March 27, 2019
On February 26, 2019 the U.S. Environmental Protection Agency (EPA) announced its final decision to retain without changes to the National Ambient Air Quality Standards (NAAQS) for sulfur dioxide (SO2).
EPA says its decision comes after carefully reviewing the most recent available scientific evidence and risk and exposure information and consulting with the agency’s independent science advisors.
The Clean Air Act requires EPA to set NAAQS for “criteria air pollutants.” Currently, SO2 and five other major pollutants are listed as criteria pollutants: Nitrogen Dioxide, Carbon Monoxide, Lead, Ground Level Ozone, and Particulate Matter. The law also requires EPA to periodically review the relevant scientific information and primary (health-based) standards.
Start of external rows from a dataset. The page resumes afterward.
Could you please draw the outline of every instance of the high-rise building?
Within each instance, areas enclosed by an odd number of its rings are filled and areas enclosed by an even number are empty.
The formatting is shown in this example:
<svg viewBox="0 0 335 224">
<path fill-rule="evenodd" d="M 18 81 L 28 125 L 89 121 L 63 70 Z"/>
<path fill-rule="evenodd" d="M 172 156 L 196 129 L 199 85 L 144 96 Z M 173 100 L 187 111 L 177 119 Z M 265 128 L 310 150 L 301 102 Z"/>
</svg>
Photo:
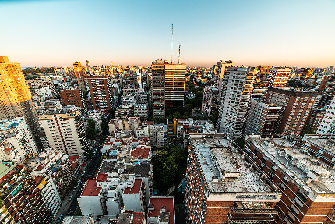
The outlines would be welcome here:
<svg viewBox="0 0 335 224">
<path fill-rule="evenodd" d="M 332 157 L 324 155 L 332 147 L 326 143 L 329 139 L 319 141 L 314 136 L 306 143 L 297 134 L 246 137 L 245 159 L 259 168 L 259 176 L 268 177 L 267 182 L 269 180 L 282 194 L 274 207 L 275 224 L 334 222 L 335 185 L 329 184 L 334 181 L 334 170 L 322 161 Z"/>
<path fill-rule="evenodd" d="M 218 99 L 219 90 L 215 88 L 214 85 L 204 87 L 201 112 L 210 116 L 216 112 Z"/>
<path fill-rule="evenodd" d="M 63 105 L 74 105 L 80 107 L 84 113 L 87 112 L 84 93 L 80 89 L 66 88 L 59 91 L 59 95 Z"/>
<path fill-rule="evenodd" d="M 319 106 L 324 106 L 330 104 L 333 97 L 335 95 L 335 73 L 333 73 L 328 79 L 328 82 L 322 91 L 322 96 Z"/>
<path fill-rule="evenodd" d="M 193 73 L 193 81 L 197 82 L 201 80 L 201 73 L 200 71 L 196 71 Z"/>
<path fill-rule="evenodd" d="M 24 117 L 35 141 L 40 143 L 37 113 L 19 63 L 0 56 L 0 117 Z"/>
<path fill-rule="evenodd" d="M 108 75 L 90 75 L 87 77 L 93 108 L 107 113 L 114 108 L 109 79 Z"/>
<path fill-rule="evenodd" d="M 85 80 L 85 69 L 84 66 L 79 61 L 75 61 L 73 63 L 73 67 L 74 68 L 74 72 L 76 74 L 77 80 L 78 82 L 78 86 L 79 89 L 83 91 L 84 94 L 86 94 L 87 91 L 86 88 L 86 84 Z"/>
<path fill-rule="evenodd" d="M 91 68 L 91 67 L 89 66 L 89 62 L 88 61 L 88 60 L 85 60 L 85 62 L 86 63 L 86 68 L 87 68 L 87 71 L 88 73 L 88 74 L 90 75 L 93 75 L 93 71 Z"/>
<path fill-rule="evenodd" d="M 312 68 L 300 68 L 297 69 L 296 73 L 297 74 L 300 75 L 300 80 L 303 81 L 306 81 L 312 74 L 314 69 Z"/>
<path fill-rule="evenodd" d="M 87 159 L 91 143 L 87 140 L 82 118 L 78 111 L 55 112 L 39 117 L 51 148 L 68 156 L 82 154 L 85 159 Z"/>
<path fill-rule="evenodd" d="M 246 133 L 257 134 L 274 133 L 274 126 L 281 108 L 259 98 L 251 99 Z"/>
<path fill-rule="evenodd" d="M 151 64 L 151 94 L 154 117 L 163 117 L 165 107 L 175 109 L 184 105 L 185 64 L 157 59 Z"/>
<path fill-rule="evenodd" d="M 265 100 L 281 107 L 275 131 L 299 134 L 318 93 L 309 89 L 269 87 Z"/>
<path fill-rule="evenodd" d="M 270 69 L 272 66 L 269 65 L 258 65 L 258 78 L 263 81 L 263 79 L 269 74 Z"/>
<path fill-rule="evenodd" d="M 267 82 L 269 86 L 281 87 L 285 86 L 290 75 L 291 68 L 275 67 L 270 69 Z"/>
<path fill-rule="evenodd" d="M 234 62 L 231 60 L 224 61 L 221 61 L 216 63 L 216 72 L 214 74 L 214 83 L 216 85 L 216 89 L 219 90 L 219 97 L 221 94 L 221 88 L 224 72 L 227 70 L 227 68 L 233 66 Z"/>
<path fill-rule="evenodd" d="M 187 223 L 273 222 L 282 193 L 267 175 L 260 174 L 260 169 L 247 159 L 248 155 L 239 153 L 241 150 L 232 139 L 223 134 L 191 134 L 189 139 L 185 189 Z"/>
<path fill-rule="evenodd" d="M 257 68 L 227 68 L 218 105 L 218 133 L 227 133 L 234 139 L 242 136 L 257 72 Z"/>
</svg>

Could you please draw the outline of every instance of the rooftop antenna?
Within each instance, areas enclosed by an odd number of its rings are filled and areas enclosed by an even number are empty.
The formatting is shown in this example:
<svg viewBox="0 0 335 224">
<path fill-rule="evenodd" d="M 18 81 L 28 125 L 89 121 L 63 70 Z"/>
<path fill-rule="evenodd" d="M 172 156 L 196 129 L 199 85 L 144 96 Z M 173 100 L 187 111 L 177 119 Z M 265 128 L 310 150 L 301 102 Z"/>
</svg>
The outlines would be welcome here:
<svg viewBox="0 0 335 224">
<path fill-rule="evenodd" d="M 171 40 L 171 62 L 172 62 L 172 47 L 173 45 L 173 24 L 172 24 L 172 38 Z"/>
<path fill-rule="evenodd" d="M 179 63 L 179 61 L 180 61 L 180 43 L 179 43 L 179 47 L 178 47 L 178 63 L 180 64 Z"/>
</svg>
If appropriate, EPA revises the standards to ensure they provide requisite protection for public health, allowing for an adequate margin of safety.
The EPA and its independent advisors on this topic, the Clean Air Scientific Advisory Committee (CASAC), agree that this existing standard continues to provide health protection and “that the current scientific literature does not support revision of the primary NAAQS for SO2.”
Advocacy groups including the American Lung Association had urged EPA to lower the amount of SO2 pollution it allows, from 75 parts per billion of sulfur dioxide in ambient air to 50 parts per billion.
On the other side of the issue, the American Petroleum Institute contended the Obama era rules were overly stringent and wanted them relaxed.
What this means to you
On February 26, 2019 the U.S. Environmental Protection Agency (EPA) announced its final decision to retain without changes to the National Ambient Air Quality Standards (NAAQS) for sulfur dioxide, one of the Clean Air Act’s six criteria pollutants.